# Hill Country RV park suggestions?



## TomballAg (Nov 7, 2006)

I have a short weekend with no kids and the wife and I are looking for a good post to visit. Need full RV hook ups with 50amp. Any suggestions for this area?


----------



## H2 (Jan 11, 2005)

Lots of nice one around Boerne/ Fredricksberg and Austin.

This one near Austin is great.

http://www.lahaciendarvpark.com/


----------



## JamesAggie (Jun 28, 2012)

Kerrville Schreiner Park. One of my favorites. Inexpensive and beautiful. Lots to do in the area. 

Sent from my SAMSUNG-SM-G891A using Tapatalk


----------



## Hunter11 (Jun 26, 2008)

One of our favorite Hill County parks is Buckhorn Lake Resort just outside Kerrville.

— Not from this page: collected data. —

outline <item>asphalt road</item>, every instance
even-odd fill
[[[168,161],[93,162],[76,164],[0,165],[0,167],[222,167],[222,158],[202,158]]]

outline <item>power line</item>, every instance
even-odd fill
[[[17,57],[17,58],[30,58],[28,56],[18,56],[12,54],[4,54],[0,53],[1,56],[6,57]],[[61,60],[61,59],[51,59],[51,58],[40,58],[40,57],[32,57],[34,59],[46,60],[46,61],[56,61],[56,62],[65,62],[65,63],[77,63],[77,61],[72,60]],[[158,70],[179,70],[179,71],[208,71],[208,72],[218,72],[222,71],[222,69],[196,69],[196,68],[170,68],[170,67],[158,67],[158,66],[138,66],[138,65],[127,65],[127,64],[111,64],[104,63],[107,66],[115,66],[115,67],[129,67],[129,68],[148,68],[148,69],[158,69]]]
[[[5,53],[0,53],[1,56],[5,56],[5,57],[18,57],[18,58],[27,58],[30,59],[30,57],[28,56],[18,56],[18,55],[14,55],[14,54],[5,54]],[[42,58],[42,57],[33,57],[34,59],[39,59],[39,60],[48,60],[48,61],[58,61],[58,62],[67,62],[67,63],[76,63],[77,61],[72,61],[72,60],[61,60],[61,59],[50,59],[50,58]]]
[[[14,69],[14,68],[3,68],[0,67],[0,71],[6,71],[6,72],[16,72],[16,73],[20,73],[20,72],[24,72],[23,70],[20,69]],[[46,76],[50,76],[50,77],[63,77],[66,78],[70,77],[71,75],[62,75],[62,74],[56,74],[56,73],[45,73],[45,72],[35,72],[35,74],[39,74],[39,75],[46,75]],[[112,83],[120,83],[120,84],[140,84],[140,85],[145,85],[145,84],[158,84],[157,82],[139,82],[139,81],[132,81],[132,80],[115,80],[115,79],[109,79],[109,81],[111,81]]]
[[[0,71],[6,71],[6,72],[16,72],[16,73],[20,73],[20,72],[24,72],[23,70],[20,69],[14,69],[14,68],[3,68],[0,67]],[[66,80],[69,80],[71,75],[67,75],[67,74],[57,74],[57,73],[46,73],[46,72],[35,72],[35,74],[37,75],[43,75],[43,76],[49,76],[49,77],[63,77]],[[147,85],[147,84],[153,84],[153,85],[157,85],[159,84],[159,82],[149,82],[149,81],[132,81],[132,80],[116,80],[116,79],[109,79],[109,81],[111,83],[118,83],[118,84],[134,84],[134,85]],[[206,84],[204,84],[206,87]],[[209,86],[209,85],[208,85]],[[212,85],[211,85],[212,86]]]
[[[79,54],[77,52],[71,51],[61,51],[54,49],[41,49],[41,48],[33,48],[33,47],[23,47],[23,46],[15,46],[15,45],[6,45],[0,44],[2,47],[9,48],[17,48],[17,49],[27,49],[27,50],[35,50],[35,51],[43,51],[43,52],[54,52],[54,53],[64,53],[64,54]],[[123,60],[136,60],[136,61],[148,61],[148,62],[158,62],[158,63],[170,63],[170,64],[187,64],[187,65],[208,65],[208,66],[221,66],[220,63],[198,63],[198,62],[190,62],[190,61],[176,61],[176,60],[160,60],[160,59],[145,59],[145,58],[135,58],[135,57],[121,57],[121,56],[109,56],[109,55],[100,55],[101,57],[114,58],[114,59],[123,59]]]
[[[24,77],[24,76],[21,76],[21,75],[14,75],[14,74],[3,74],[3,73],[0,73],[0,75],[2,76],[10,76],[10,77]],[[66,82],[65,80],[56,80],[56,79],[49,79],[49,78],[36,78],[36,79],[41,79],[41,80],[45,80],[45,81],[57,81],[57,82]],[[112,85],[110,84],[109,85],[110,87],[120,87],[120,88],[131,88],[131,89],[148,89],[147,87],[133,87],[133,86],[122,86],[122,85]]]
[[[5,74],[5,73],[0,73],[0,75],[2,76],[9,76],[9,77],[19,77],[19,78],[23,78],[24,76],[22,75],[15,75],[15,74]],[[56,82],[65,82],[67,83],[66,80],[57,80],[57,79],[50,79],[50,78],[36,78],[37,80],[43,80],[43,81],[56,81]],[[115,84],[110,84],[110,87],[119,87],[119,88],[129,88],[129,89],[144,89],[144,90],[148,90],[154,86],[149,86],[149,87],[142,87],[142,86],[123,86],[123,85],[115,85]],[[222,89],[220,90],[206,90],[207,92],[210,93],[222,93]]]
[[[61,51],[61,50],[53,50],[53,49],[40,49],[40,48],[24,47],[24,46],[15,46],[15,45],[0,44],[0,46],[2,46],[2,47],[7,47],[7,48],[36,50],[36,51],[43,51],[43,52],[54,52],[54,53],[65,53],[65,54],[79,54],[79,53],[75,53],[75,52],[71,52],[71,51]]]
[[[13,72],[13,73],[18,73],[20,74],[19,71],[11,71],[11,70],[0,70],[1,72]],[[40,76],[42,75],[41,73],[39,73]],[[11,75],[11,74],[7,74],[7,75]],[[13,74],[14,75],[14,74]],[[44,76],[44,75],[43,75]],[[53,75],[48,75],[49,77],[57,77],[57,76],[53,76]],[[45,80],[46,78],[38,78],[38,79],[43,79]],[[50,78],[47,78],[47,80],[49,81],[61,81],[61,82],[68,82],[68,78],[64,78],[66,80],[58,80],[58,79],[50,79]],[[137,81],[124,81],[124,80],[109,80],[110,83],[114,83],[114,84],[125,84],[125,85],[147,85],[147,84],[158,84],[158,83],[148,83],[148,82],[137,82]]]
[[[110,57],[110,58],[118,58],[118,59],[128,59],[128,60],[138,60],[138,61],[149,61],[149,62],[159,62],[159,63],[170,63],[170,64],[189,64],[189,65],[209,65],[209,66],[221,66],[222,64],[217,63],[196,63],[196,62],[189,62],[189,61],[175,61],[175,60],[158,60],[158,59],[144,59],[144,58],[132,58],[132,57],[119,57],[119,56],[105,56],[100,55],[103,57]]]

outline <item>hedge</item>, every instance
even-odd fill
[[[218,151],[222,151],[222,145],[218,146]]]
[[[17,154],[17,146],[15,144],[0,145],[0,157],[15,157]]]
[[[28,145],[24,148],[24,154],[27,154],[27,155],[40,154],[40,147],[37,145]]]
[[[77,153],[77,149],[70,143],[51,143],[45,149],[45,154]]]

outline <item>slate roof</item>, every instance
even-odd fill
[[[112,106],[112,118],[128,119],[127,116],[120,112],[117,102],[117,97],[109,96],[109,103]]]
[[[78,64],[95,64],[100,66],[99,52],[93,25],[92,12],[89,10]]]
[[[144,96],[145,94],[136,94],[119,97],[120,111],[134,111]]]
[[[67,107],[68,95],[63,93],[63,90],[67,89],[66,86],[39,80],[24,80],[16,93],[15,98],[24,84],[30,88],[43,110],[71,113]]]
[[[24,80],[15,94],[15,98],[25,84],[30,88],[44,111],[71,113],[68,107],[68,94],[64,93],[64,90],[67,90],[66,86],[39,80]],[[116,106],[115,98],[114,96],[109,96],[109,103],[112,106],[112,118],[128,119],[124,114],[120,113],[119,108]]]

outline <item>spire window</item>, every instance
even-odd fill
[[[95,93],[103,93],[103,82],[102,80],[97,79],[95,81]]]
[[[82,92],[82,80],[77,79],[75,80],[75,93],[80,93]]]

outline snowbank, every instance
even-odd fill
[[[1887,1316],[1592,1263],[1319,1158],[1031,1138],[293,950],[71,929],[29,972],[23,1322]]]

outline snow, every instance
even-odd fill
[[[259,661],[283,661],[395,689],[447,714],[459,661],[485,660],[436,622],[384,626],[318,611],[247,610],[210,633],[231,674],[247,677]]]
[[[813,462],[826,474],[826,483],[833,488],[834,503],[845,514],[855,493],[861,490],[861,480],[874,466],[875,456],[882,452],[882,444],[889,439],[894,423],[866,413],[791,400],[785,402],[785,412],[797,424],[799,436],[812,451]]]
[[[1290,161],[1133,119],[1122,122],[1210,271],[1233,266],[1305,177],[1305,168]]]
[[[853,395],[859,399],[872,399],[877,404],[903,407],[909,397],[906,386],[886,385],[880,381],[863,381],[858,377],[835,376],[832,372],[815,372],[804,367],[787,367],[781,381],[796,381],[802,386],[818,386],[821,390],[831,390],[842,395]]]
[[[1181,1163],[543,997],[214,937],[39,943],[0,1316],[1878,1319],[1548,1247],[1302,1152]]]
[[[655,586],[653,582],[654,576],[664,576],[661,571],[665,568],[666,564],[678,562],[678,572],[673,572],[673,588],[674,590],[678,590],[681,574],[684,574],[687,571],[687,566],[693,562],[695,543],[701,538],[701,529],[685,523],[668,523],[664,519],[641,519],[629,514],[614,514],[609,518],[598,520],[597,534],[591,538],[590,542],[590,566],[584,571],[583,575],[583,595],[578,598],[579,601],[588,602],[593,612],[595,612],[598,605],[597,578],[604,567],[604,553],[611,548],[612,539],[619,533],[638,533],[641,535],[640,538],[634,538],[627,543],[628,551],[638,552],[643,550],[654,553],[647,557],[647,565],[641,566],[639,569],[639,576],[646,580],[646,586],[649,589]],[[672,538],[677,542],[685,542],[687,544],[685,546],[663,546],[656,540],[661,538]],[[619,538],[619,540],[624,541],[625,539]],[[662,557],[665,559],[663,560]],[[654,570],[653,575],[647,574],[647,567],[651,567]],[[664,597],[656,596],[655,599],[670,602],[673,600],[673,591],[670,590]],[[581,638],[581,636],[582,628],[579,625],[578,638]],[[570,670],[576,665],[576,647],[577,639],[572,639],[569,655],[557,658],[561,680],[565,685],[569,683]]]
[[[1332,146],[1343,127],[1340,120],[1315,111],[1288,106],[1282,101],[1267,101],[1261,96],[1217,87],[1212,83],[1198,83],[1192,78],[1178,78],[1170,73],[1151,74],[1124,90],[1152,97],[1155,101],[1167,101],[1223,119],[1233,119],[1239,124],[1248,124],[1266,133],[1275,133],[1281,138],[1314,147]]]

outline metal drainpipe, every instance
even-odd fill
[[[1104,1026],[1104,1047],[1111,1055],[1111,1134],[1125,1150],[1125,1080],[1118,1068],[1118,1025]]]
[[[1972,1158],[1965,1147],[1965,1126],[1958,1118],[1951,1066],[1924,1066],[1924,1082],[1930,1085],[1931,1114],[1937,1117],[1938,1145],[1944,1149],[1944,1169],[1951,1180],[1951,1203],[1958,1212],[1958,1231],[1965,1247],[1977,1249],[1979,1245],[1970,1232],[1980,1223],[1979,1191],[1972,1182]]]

Might be booked up this time of year but well worth a shot.

http://www.buckhornlake.com/


----------



## Ragecajun (Oct 31, 2011)

*Oakwood rv*

OAKWOOD RV in Fredericksburg came highly recommended and we have been very happy with them for the last few years. their bathrooms are cleaned a few times a day and have great water pressure.

Kids love their fire pits at the upgraded pull through sites and full hookups.

Check out the airport diner about a mile away and watch the planes land/takeoff while you eat in the 50's style airplane themed diner.


----------